Updated: Mar 20, 2020

Netflix just advanced "Tales of the City," a limited series with appeal for today's binge-viewers plus longtime PBS fans who may remember the groundbreaking look at a group of San Francisco residents finding their way through lifestyle choices.

First playing their roles in 1993, Olympia Dukakis and Laura Linney return with a mix of events blending the classic "some things never change" motif with an addendum: "well, actually, a lot of things do change." The series explores the differences between ongoing basic truths versus simple, surface changes. One switch in atmosphere over the decades comes because the show feels nostalgic rather than groundbreaking, even though it features way more explicit sex than shown in the first. Sexual language, full frontal nudity and lots of lovemaking might garner the series an R-rating in movie theaters, but the scenes never go beyond anything shown in Game of Thrones and other popular cable series.

An updated freedom for showing sex distinguishes the new show from its predecessor, along with factoring in a world that includes tools never imagined by creator Armistad Maupin in 1976 when he started publishing his tales as a column in the San Francisco Chronicle. Maupin remains in play as an executive producer, but he turns storytelling specifics over to a team more familiar with technological and generational updates.

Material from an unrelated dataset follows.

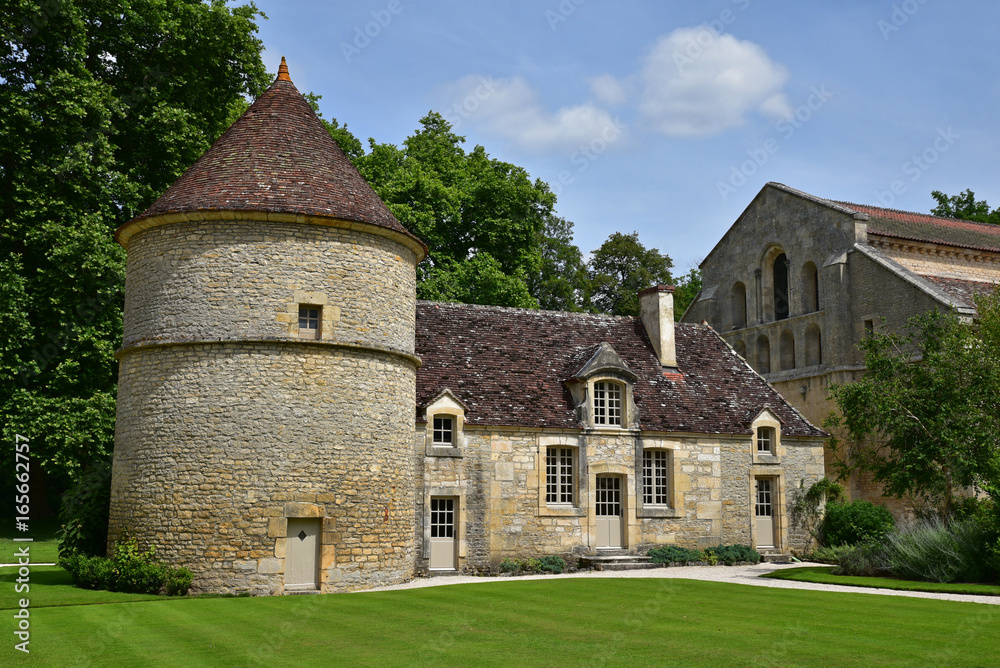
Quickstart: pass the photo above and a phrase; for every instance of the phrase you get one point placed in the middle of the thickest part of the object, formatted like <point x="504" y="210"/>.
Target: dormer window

One aspect of change comes with terminology as formerly unacceptable slang now works just fine while other words offend. Many of the ten-hour series' insights derive not from sexual issues, but between the differing views of older and younger generations, well-expressed by the series' original stars along with such newcomers as Ellen Page, Garcia and Mae Hong.

The performers display reactions that help show how social media and surgical capabilities create opportunities that vary drastically compared to the era author Maupin first addressed. But most importantly, the acting team's warm skills propel the traits that drew so many to the original tales, and perhaps Barbra Streisand could sing a variation of the theme: people as people, need people.


This review was originally aired on 6/20/2019.